La reazione dei mercati e la crisi di liquidità dei fondi pensione hanno costretto la Bank of England, ad intervenire acquistando titoli della Corona per 65 miliardi di sterline. A dispetto dell’inflazione al 10% la Bank of England si trova a dover stampare moneta per difendere i risparmi degli inglesi e le loro pensioni, nel prossimo futuro sono probabili ulteriori inasprimenti delle condizioni finanziarie.

Nella stessa settimana in cui la sterlina consumava la sua discesa agli inferi dei minimi storici, il governo tedesco annunciava un piano “monstre” di 200 miliardi per sostenere le imprese e attenuare il rallentamento dell’attività economica.

Avendo capacità fiscale, il governo tedesco ha preferito non attendere e non rischiare. Anche a costo delle diffuse critiche di mancato coordinamento con gli altri paesi europei. La manovra tedesca è stata criticata anche in Italia ma non dimentichiamo che la tenuta dell’economia tedesca riguarda in modo diretto la salute del nostro sistema produttivo.

Anche a Roma si insedierà a breve un nuovo governo ma la somiglianza con Londra finisce qui, lo spread oltre quota 250 non è stato causato dall’esito delle elezioni che, ampiamente pronosticato, non è stata una sorpresa per nessuno.

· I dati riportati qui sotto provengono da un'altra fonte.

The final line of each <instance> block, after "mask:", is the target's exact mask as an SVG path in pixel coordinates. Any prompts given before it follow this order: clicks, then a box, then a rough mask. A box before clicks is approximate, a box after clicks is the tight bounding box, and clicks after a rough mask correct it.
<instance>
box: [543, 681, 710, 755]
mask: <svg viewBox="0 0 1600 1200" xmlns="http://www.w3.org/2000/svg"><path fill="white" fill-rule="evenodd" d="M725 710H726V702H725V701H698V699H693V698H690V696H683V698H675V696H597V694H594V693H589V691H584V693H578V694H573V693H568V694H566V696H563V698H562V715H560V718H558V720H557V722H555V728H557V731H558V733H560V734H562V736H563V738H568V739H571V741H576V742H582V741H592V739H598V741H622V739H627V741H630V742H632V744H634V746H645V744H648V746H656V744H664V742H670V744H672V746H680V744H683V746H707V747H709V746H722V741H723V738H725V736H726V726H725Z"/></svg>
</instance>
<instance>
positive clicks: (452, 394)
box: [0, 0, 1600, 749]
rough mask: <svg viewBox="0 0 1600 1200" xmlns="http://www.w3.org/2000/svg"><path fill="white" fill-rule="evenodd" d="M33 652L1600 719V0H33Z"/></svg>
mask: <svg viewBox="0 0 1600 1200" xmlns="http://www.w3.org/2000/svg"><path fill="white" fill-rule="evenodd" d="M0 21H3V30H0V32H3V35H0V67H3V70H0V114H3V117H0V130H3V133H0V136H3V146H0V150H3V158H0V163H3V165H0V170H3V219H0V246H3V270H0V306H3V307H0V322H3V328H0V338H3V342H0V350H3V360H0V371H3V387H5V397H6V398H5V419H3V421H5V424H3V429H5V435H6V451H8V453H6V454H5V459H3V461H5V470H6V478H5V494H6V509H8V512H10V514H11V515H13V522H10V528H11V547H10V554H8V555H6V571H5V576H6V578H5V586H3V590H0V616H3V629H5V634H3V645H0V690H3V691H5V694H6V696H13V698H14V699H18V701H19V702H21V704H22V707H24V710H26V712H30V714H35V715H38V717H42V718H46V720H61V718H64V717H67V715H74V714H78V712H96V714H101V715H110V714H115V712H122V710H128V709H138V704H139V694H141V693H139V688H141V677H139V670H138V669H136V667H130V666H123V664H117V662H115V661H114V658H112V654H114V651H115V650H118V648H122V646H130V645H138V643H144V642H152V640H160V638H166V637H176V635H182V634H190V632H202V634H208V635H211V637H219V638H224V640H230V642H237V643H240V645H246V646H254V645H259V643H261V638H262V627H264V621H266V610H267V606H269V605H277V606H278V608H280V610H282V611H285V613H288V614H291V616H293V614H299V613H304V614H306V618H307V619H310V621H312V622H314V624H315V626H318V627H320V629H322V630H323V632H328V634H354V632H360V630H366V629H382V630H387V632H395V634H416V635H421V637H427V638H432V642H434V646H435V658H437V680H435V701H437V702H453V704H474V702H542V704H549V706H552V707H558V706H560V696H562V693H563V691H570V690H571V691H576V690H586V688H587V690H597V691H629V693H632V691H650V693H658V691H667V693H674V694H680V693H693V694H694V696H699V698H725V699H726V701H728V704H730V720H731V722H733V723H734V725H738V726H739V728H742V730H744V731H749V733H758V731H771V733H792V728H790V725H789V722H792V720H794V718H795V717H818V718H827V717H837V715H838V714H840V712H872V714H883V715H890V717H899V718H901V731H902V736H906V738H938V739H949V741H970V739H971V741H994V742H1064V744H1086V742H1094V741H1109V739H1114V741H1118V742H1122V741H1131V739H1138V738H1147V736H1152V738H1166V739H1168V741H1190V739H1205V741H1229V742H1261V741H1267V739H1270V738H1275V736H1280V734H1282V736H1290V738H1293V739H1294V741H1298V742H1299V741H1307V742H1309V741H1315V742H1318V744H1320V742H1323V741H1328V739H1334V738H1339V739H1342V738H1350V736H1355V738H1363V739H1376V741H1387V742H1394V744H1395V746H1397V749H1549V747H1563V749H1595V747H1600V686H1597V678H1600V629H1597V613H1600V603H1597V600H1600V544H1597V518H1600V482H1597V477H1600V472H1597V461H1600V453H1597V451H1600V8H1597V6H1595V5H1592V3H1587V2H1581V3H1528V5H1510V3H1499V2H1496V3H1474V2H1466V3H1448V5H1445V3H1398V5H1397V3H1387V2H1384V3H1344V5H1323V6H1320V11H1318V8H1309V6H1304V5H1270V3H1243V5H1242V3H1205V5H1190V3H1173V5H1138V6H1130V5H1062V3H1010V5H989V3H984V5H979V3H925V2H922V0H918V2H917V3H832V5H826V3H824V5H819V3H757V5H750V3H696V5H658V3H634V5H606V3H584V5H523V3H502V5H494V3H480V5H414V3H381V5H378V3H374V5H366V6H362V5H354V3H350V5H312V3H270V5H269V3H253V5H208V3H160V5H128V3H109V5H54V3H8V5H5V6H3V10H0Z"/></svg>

Il terremoto ha avuto il suo epicentro a Londra, ha esteso le sue onde sismiche all’intero settore obbligazionario e ai titoli italiani che, nelle fasi di vendita, pagano il pegno della loro elevata liquidità. L’appuntamento dei mercati con l’Italia è semmai spostato più avanti, al momento in cui verrà annunciata la formazione di governo e le personalità che occuperanno i ministeri più delicati.

Infine, una annotazione cronachistica. Il 30 settembre 1981 il rendimento del decennale americano raggiungeva il massimo storico di 15,84%, i tassi della Federal Reserve erano attorno al 17%, l’inflazione al 12 e la struttura per scadenze piatta, il Treasury a sei mesi rendeva circa 0,5% meno delle scadenze più lunghe.

Quarantuno anni dopo i rendimenti americani tornano a impensierire benché i valori siano fortunatamente molto diversi. Nel giro di un anno il Treasury a due anni è passato da 20 punti base a oltre il 4% (80 punti base presi nel solo mese di settembre): si tratta di un tradizionale “safe haven”, uno degli asset più liquidi del mercato, la sua volatilità è di per sé un segnale di allarme.

Fino a quando non si sarà stabilizzato il rendimento del titolo considerato “porto sicuro” per eccellenza, i mercati continueranno ad essere innervati da volatilità e profonda incertezza. Nelle scorse settimane è cambiato il sentiment nei confronti delle banche centrali e sono aumentate le tensioni geopolitiche.

L’ardita manovra inglese ha richiamato l’attenzione sulla sostenibilità delle politiche fiscali e il possibile scostamento dalle politiche monetarie, l’atteggiamento è ancora quello della prudenza e della vigilanza.